On Sunday Andrew Little and Metiria Turei jointly presented themselves as a two-party “government in waiting” for voters to switch to.

Support in the two parties for this Labour+Greens scheme has firmed over recent months. One big test for how firm voters judge it to be will be how many big joint policies they can promulgate. They are already close on several. A fiscal framework is due soon.

Meanwhile the actual Prime Minister, Bill English, gets down to serious business when he and a raft of ministers meet the iwi leaders forum on Friday. High on the agenda is freshwater.

While at the time of writing it was unclear whether that issue will be put to rest on Friday, the meeting itself and the pursuit of agreement on water are constructive elements in the Treaty of Waitangi’s evolution in our constitution and national life.

Drawing on article 2 and tino rangatiratanga, iwi/hapu have insisted the government and councils do not have an absolute right to allocate water, which commercial and farming interests turn into a property right of use and profit.

Iwi/hapu don’t “own” water as the general law defines “own”. Nobody does, not even the government. But iwi/hapu do have legacy and cultural claims because in Maori law lakes, rivers and streams were and are vital to life and integral to their being and identity, which is akin to a form of ownership.

Treaty Negotiations Minister Chris Finlayson in effect acknowledged that in the settlement with Whanganui iwi which declared their awa a legal person, with a joint iwi-Crown board.

This sort of recognition is an element in the slow march towards a bicultural nation in which the ex-British and Maori cultures have equal status.

This does not translate into equal weight in everyday life. On Monday the Treaty will be commemorated in the breach as well as in the spirit. Our national day is still not truly national. Only a small fraction of our people “walk in two worlds”.

We are, for example, a couple of generations away from being bilingual — if we ever will be. On that Switzerland could show us a pathway. English took a step along it last week when he spoke off the cuff in te reo for two to three minutes at Ratana.

Contrast Don Brash’s revival of his 2004 “one nation” theme, insisting on no race-based distinctions and persisting with the intriguing notion that Maori are privileged. Disproportionate failure in school, health and income and disproportionate success at filling up prisons constitute an interesting privilege.

Last September part-Maori Winston Peters – not a member of the iwi leaders’ aristocracy — held up the Taranaki Iwi Claims Settlement Bill because it would force the Taranaki Regional Council to appoint three iwi representatives to its each of its policy-and-planning and regulatory functions committees.

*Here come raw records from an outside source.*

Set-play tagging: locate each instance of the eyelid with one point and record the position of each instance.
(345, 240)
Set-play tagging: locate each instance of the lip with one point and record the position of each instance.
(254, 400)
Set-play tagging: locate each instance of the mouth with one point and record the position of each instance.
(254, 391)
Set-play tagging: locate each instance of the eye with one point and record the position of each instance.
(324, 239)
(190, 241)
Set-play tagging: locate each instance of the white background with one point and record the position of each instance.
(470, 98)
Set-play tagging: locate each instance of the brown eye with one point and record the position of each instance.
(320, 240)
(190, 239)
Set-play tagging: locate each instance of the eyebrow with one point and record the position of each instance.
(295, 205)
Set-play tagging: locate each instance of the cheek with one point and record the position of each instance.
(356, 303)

New Zealand First submitted to the parliamentary committee against a resource management reform bill which, as Peters put it in a speech in December, would enact a deal with iwi leaders to give “unelected tribal representatives” the right “to veto the decision-making of elected local councillors” through iwi participation agreements. Peters wants to “put the ‘K’ back in front of ‘iwi’ “.

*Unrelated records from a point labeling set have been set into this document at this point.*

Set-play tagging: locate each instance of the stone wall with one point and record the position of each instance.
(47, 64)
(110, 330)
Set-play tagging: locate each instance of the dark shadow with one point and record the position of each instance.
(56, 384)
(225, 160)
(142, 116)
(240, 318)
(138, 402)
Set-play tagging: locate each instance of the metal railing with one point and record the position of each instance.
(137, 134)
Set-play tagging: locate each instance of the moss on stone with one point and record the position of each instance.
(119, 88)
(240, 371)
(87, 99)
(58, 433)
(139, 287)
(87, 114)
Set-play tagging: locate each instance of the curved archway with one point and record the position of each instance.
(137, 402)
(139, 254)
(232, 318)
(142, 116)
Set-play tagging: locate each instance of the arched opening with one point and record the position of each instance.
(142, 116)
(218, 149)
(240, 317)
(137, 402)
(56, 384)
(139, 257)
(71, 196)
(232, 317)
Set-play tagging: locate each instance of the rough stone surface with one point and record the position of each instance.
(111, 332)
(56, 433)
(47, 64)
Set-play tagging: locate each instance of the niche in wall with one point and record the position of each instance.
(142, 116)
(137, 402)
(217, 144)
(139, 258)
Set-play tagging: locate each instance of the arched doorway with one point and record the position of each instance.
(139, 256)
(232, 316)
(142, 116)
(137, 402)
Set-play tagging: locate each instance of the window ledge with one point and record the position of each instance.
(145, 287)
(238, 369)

You can see why iwi leaders would want that arrangement in the bill. With very few exceptions, councils have resisted creating Maori wards, thus burying Maori votes in the majority so there is not a proportionate Maori voice.

A New Plymouth District Council referendum in 2015 to create a Maori ward was defeated 83%-17%.

Opposing separate local wards and abolishing separate seats in Parliament were National party policy. That has been in abeyance while National has been gifted Maori votes by proxy through the Maori party’s tenure of Maori seats.

It hopes for more such proxy votes next election through the Maori-Mana shack-up. Te Ururoa Flavell went to the annual Ratana celebrations one day early when English did and, on cue, declared the old Ratana-Labour link broken. Little scoffed at that the next day.

National can’t count on those proxy Maori votes long-term. National MP Nuk Korako has convened a hui today to redevelop Maori policy and work out how to get more Maori involved in the party.

Add this hui, the water engagement, English’s transition from scoffing at “treatyology” in 2001-03 to a more inclusive manner (he has in recent years fixed glitches between some ministers and iwi): our constitution is evolving.

The Treaty is a growing part of that constitution through court judgments, specific legislation, government decisions and evolving practice.

Some want it tidily in a judge-supervised constitution. But messy constitutions evolve more responsively. Finlayson, for example, is doing some “tidying”: after a Judicature Modernisation Act last year next comes consolidation into one act of the various bits governing Parliament and “some work” on the Constitution Act.

So, it might be said, there is water to flow under the constitutional bridge.